The DESERET NEWS notes the Big Sky Conference yesterday “unveiled its new logo and branding campaign.” The conference for the past year “has been working with SME, Inc., on a rebrand, a process that will continue through 2013-14 when the league celebrates its 50th anniversary, and the 25th anniversary of sponsoring women's sports.” The Big Sky “now includes 11 full members in nine states, plus two football affiliate members.” The new logo features “the color of the sky (two blues and white), the sky element itself as well as a visual progression within the logo from the ocean up to the mountains, then down to the plains.” This marks the “first time the 49-year-old league has undergone a rebranding campaign” (DESERET NEWS, 7/17).

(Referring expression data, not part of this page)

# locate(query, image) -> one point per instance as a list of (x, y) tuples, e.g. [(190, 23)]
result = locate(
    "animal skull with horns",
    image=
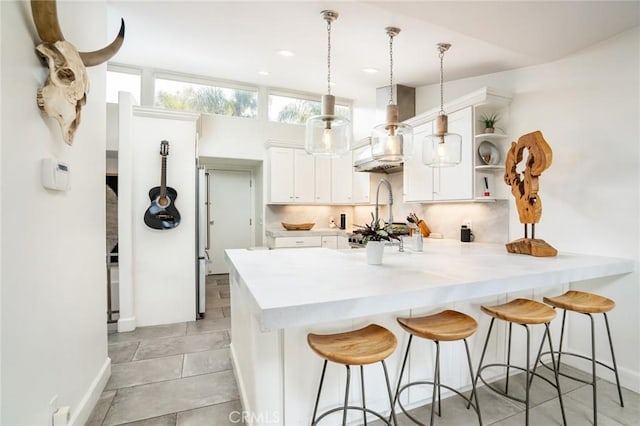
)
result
[(65, 91)]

NEW DEAL: New Mexico State Univ. is the latest school to outsource its ticketing sales and marketing. The Aggies have struck a deal with The Aspire Group to handle ticket sales and service beginning this month. A manager and three full-time sales consultants will work out of a fan relationship center on NMSU's campus in Las Cruces. The focus of the fan relationship center will be connecting and communicating with the fans to maximize revenue and attendance frequency, the agency said (Michael Smith, SportsBusiness Journal).
PIZZA PIZZA: Little Caesars Pizza Bowl officials yesterday announced “a new two-year agreement with Little Caesars Pizza to extend the title sponsorship of the bowl through the 2013 bowl game.” The pizza chain has been the bowl's sponsor since ’09 (DETROITNEWS.com, 7/16).
LESSON LEARNED: AD AGE’s Rupal Parekh wrote of the heightened criticism over Ralph Lauren manufacturing Team USA uniforms in China, "There is a lesson here that brands must learn to be more mindful of their decisions, and how to explain them, in the face of potential backlash.” Brands that “tout themselves as American-made or pride themselves on their American craftmanship must be especially vigilant about making sure their claims are true” (ADAGE.com, 7/16). In Boston, John Powers writes, "What's puzzling about the Congressionally-stoked uproar about American athletes wearing Chinese-made parade uniforms is that the USOC didn’t make domestic production a condition of Ralph Lauren getting the contract, which took effect in 2008 and runs through the 2020 Games.” If the company “will make the 2014 winter apparel here, as it has promised to do, there’s no reason why it couldn’t have been done this time.” Parekh: “Not that homemade duds are a US Olympic tradition.” Canadian firm Roots “was the outfitter for 2002, when the Games were held in Salt Lake” (BOSTON GLOBE, 7/17).